Will Peak Oil be Ignored in a Crisis?
Oil set new record prices every day last week, in both London and New York. It has settled back a little today, but most analysts see it continuing to rally. Commentators have pointed to the resumption of nuclear processing in Iran and the consequent sabre rattling as a key driver of the price
While tensions over Iran are an obvious threat to a tight market for crude oil (their production represents about 5% of the world’s output) there is a lot more going on besides. A graph published by the IEA tells a story all of its own. As we can see, demand is represented as exceeding supply.
There is an argument going on at econbrowser (when is there not, one wonders) about whether it makes sense to talk about demand exceeding supply. If we assume that living standards are to be kept as they are at present (Thgat is to say, no restrictions on fuel use by imposition) then it is perfectly possible to talk about demand, or need, being in excess of supply.

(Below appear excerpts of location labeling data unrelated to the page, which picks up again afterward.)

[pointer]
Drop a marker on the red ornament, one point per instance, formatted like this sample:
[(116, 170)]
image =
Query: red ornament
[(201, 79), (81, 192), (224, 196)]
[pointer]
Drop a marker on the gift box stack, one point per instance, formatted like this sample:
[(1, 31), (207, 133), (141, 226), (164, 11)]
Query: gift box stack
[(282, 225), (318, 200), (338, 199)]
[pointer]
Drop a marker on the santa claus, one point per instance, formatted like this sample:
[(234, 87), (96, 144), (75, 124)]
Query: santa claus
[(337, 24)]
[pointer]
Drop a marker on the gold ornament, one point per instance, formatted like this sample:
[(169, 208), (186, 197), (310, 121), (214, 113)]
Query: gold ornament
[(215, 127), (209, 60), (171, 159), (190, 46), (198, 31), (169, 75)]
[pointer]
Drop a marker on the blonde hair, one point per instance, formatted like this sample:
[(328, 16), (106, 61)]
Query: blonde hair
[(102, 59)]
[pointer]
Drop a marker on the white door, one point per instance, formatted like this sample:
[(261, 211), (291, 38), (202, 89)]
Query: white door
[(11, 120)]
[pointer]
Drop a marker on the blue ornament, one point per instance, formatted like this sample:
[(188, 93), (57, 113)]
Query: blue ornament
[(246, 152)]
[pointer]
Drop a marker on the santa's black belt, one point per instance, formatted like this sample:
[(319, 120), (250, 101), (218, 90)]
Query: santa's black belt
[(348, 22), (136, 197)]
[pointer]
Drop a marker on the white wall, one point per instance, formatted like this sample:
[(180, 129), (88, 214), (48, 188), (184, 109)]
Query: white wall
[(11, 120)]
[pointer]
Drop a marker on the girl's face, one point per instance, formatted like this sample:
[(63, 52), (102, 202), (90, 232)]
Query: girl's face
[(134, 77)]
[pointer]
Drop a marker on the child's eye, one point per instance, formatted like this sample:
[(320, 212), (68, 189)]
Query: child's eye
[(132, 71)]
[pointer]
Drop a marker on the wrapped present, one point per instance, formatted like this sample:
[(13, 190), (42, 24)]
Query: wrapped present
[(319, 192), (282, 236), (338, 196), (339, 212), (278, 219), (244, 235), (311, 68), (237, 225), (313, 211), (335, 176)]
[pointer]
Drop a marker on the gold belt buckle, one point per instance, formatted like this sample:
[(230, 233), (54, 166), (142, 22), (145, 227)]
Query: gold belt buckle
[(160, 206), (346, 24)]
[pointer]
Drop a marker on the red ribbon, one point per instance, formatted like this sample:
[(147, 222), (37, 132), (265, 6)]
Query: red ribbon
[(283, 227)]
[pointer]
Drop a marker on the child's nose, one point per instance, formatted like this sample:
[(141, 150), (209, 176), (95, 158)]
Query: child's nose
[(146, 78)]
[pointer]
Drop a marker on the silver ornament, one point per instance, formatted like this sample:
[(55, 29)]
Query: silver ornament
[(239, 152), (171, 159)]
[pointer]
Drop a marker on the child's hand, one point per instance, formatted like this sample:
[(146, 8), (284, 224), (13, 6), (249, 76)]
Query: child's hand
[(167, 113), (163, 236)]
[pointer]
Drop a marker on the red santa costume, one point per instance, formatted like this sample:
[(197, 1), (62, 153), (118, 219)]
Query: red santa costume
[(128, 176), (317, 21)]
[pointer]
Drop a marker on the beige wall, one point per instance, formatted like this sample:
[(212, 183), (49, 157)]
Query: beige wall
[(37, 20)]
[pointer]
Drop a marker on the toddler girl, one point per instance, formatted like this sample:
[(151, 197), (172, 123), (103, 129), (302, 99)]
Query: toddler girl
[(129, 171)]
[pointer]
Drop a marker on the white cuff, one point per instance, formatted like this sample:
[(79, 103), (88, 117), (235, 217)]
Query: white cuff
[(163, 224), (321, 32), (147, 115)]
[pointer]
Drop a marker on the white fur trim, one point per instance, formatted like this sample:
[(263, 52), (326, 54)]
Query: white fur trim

It’s a bit like saying that in the desert your demand for water exceeds the supply. In both cases demand must be brought to meet supply: In the desert you will eventually die of thirst and supply will actually exceed demand; in the oil market economies will atrophy until an equilibria is met, at a certain price.
But the oil market is very prone to sudden increases in price. While it might seem reasonable to assume that the orderly rise of prices will slowly whittle away demand until they match, all the evidence suggests that we are much more likely to experience periodic crises that result in very large increases in price.
The current run up in price, I believe, heralds the arrival of peak oil. Known rates of depletion, expected decline and the details of future projects all tend to suggest that we may never produce more oil than we do this year.
This will be doubly true if we experience serious political disturbances in one of the large exporters. The risks continue multiplying; Iraq, Iran, Saudi Arabia, Nigeria, the Caspian Basin. All teeter precariously close to chaos.
Here in New Zealand the Ministry of Economic Development released a report today about how to conserve oil in a hurry. It followed on from a report issued by the IEA to member countries on the same subject last year. They were quick to point out that the recommendations were contingency plans and that they didn’t in fact see any looming crises. That’s like acknowledging there’s an elephant in the living room, but denying that he is about to wreck up the place!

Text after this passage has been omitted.